Nasıl ki 17-25 Aralık operasyonu, Irak Kürdistan Bölgesel Yönetimi ile Türkiye arasındaki petrol ittifakından gelen paranın ABD bankasına değil de Halkbank'a yatmasından ve İran'a yönelik ambargoyu delen finans kaynağının ABD şirketlerine aktarılmasını önleyecek düzenlemelerle Halkbank'a yatmasından bağımsız okunamazsa, 6-8 Ekim Katliamı da ABD'nin 'katkısı' görmezden gelinerek okunamaz.
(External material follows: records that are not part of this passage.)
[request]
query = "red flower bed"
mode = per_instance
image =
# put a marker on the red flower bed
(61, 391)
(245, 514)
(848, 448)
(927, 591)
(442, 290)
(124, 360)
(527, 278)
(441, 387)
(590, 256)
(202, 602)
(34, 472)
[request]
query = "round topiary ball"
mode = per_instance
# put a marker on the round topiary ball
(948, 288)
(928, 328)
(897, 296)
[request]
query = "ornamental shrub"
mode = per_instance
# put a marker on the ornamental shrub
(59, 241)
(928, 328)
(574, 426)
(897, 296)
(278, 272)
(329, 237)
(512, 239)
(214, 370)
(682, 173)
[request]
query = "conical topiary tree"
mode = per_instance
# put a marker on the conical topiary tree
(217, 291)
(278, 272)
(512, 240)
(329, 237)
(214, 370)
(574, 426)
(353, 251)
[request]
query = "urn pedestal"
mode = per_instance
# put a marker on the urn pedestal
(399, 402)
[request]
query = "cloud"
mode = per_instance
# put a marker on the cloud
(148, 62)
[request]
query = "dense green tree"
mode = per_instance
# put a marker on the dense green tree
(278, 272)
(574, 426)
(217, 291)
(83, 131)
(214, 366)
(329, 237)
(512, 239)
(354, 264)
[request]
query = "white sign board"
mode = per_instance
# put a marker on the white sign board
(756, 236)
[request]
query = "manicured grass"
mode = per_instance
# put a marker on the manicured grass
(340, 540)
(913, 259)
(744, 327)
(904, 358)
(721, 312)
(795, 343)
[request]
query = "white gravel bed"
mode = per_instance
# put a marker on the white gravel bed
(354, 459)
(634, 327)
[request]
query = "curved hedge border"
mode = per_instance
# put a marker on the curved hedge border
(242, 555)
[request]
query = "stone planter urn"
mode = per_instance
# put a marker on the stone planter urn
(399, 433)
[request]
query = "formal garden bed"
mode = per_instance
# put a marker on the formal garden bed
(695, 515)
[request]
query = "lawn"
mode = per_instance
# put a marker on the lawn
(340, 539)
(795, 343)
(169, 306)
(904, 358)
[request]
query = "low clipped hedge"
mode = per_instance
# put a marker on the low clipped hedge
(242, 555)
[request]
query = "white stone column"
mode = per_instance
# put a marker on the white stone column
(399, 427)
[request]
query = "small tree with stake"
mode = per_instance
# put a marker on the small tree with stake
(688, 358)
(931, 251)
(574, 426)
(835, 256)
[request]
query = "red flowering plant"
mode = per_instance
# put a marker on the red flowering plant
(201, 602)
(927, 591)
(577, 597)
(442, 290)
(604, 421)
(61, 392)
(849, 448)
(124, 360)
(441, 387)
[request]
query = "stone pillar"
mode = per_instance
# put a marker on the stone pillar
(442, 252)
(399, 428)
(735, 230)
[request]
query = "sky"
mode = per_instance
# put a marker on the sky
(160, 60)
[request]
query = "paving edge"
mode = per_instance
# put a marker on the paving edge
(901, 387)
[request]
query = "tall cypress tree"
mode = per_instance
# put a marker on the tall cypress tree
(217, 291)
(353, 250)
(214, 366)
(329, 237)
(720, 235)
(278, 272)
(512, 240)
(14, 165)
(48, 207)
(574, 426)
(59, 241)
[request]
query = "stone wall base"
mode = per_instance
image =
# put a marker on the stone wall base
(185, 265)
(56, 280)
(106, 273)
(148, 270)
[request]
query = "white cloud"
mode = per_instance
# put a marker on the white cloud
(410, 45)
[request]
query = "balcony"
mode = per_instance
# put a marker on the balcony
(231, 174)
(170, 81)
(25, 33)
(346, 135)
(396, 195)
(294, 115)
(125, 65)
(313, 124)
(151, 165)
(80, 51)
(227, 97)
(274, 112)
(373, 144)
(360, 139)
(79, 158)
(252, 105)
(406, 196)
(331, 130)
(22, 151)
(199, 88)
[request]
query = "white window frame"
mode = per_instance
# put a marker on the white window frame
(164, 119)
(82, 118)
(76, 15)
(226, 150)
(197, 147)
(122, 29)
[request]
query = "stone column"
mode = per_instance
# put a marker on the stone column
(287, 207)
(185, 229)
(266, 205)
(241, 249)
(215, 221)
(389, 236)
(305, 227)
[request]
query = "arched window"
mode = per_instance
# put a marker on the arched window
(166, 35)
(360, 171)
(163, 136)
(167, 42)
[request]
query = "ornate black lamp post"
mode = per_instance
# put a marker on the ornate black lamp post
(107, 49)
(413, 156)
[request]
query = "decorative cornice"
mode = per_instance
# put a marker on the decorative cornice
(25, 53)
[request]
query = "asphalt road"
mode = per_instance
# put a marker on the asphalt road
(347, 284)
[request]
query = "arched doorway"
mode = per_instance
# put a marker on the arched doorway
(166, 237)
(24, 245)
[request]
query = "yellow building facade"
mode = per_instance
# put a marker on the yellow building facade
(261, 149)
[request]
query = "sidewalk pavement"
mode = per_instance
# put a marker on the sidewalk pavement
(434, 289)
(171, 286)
Türkiye'nin DAEŞ'e destek verdiği haberleri ilk ve en çok ABD basınında yer almıştır. Türkiye kamuoyu bu hususta paralel yapının MİT TIR'larını durdurmasından itibaren işlenmiş, HDP'nin de şayiayı bir 'ana politika' haline getirmesiyle başarıya ulaşmıştır. 'İslâm bayrağı altında birleşmek' metaforunu işleyen ilk Newroz çağrısıyla başlayan sürecin sonunda bölge öyle bir hale getirilmiştir ki sakallı ve başörtülü eşi olmak, dindar hayat tarzı, DAEŞ'çiliğe delil sayılmıştır. Soyları melelerden gelen Kürt gençleri bu psikolojiye adım adım işlenerek sokulmuştur.
ABD'nin ilk katliamların gerçekleşmesinin ardından, 7 Ekim gecesi, ilk kez Kobane'deki DAEŞ'i bombalamasının bir tesadüf olduğunu mu sanıyorsunuz? (Öyleyse İncirlik Üssü'nün açılmasından sonra haberlerin durmasını, şimdi de Rus basınının ve Rusya finanslı yabancı gazetelerin bu temayı işlemeye başlamasını nasıl okuyacağız?)